PACKAGE STATUS STATE AUTO_RUN NODE
pkg1 up running enabled vrishabh

Policy_Parameters:
POLICY_NAME CONFIGURED_VALUE
Failover configured_node
Failback manual

Node_Switching_Parameters:
NODE_TYPE STATUS SWITCHING NAME
Primary up enabled mesha
Alternate up enabled vrishabh (current)
#
Stephen Doud
Honored Contributor

Re: Serviceguard and file system monitoring

Serviceguard does not inately detect a file system disconnect, ie: it does not initially monitor mount points or disks.
If you wish to create such a monitor, refer to the Managing Serviceguard manual. Edition 16, http://docs.hp.com/en/B3936-90140/B3936-90140.pdf page 46 bottom discusses this, "Monitoring LVM Disks Through Event Monitoring Service" and "Monitoring VxVM and CVM Disks"

LVM-based file systems require the installation of the EMS HA Monitors product and configuration of a monitor. (Do 'resls /dev//pv_summary')
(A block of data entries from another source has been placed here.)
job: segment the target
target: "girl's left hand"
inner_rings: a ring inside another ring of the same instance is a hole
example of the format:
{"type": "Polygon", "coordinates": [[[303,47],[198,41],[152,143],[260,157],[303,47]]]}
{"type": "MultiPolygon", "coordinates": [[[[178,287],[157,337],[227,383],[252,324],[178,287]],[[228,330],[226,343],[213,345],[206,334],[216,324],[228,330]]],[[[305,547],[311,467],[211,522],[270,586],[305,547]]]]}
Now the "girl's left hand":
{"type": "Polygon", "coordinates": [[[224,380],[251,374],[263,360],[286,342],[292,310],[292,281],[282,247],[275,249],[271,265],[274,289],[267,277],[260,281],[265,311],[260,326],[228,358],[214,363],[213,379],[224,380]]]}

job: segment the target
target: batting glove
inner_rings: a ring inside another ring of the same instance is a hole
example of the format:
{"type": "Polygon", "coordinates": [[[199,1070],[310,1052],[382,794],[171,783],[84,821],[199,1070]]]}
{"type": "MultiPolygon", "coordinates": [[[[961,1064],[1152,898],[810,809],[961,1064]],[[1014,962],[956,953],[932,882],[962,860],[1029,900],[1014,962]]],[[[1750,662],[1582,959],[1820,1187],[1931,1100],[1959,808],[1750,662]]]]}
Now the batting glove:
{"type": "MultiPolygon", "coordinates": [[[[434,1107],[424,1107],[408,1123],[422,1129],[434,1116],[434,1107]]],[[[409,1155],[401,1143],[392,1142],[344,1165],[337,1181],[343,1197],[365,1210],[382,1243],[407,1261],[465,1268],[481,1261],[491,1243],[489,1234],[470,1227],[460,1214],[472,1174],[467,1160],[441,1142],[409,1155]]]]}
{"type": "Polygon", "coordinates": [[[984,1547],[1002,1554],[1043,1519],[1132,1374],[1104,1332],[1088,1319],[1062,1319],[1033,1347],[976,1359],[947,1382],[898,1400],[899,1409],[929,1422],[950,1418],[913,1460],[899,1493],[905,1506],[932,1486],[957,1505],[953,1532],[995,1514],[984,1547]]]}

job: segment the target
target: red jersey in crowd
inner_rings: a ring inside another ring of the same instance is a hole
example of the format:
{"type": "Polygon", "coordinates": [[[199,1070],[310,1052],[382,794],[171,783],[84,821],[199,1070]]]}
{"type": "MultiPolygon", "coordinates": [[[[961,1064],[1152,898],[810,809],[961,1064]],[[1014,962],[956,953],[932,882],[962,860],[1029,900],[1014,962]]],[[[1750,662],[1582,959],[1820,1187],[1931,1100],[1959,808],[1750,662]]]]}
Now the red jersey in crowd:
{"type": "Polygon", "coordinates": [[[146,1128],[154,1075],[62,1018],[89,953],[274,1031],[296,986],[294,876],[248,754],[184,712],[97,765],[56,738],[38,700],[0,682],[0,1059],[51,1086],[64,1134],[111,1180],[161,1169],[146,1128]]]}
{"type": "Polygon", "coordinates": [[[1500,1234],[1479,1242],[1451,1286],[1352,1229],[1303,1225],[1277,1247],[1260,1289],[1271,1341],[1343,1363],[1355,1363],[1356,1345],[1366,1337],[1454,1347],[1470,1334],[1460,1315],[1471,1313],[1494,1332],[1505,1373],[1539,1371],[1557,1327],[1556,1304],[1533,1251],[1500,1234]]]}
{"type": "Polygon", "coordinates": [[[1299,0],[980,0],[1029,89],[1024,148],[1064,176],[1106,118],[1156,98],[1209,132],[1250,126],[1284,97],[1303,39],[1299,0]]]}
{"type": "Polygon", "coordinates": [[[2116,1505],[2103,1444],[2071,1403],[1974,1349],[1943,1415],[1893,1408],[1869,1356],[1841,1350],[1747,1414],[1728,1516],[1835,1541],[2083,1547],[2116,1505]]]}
However, be advised that such a monitor will require that, upon detection of a disconnected file system, a forced core dump/system reboot because HP-UX does not have the ability to umount a file system that is not reachable. This reboot will of course cause the package failover, which will get the file systems up on the other node (assuming the redundant disk connections are intact on the other node).

Anbalaga
New Member

Re: Serviceguard and file system monitoring

Thanks for the info. I will look into event monitoring of disk details.